Battle of Purakkad
| Date | 1746 |
| Location | Purakkad, Kerala, India |

= Battle of Purakkad =

1746 battle between Travancore and Odanad

The first Battle of Purakkad was fought in 1746 between the Indian Kingdom of Travancore and combined forces of the feudal state Odanad.

==Background==
With the defeat of the Kulachal battle in 1741, the Dutch captured Vamanapuram with the help of the King of Kollam. Following this, the Travancore army led by Ramayan Dalava besieged the Kollam fort of the Dutch. But the Odanad (Kayamkulam) army helped the Dutch army for the defense of this fort. The Kayamkulam army was led by Achyutawaryar who was the minister of the King of Kayamkulam. Following this, the Travancore army retreated. In 1742, the combined forces of the Dutch and Kayamkulam captured Kilimanoor.

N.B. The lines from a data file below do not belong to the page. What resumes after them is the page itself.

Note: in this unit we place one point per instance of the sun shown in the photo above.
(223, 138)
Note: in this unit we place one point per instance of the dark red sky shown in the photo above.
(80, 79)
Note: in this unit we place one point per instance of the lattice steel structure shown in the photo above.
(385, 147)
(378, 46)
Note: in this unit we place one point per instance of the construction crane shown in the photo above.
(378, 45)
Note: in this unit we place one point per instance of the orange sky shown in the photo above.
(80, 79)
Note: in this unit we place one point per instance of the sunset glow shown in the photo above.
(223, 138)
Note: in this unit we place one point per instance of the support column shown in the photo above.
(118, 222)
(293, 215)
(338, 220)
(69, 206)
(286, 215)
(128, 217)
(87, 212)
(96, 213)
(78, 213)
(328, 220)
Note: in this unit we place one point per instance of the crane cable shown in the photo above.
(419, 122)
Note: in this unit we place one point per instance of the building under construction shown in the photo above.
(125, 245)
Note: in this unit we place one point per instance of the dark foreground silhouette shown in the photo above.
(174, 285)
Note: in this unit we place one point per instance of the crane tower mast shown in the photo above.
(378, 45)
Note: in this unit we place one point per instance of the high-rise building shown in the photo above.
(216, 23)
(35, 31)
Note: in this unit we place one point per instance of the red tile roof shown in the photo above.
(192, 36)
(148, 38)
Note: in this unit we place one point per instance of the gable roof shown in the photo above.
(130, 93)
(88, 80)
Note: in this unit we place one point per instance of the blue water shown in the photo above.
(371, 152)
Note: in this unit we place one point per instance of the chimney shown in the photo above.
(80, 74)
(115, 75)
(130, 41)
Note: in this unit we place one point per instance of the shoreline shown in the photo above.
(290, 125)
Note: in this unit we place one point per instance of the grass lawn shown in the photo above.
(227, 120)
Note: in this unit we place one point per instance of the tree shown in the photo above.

For this reason Marthandavarma brought cavalry from Tirunelveli and led the army towards Kilimanoor and captured Kilimanoor. Then Marthandavarma's army moved towards Kayamkulam. The King of Kayamkulam resisted at first but finally begged for peace. Following this, Marthanda Varma and King of Kayamkulam signed the Treaty of Mannar. But the King of Kayamkulam later violated the terms of this truce. This led to the Travancore army conquering the Kayamkulam in 1746. This battle came to be known as the Battle of Purakkad. Marthandavarma captured the small feudal state Odanad and annexed it to Travancore for helping Kayamkulam in the war with Travancore. Present Ambalapuzha and Kuttanad taluks were included in this.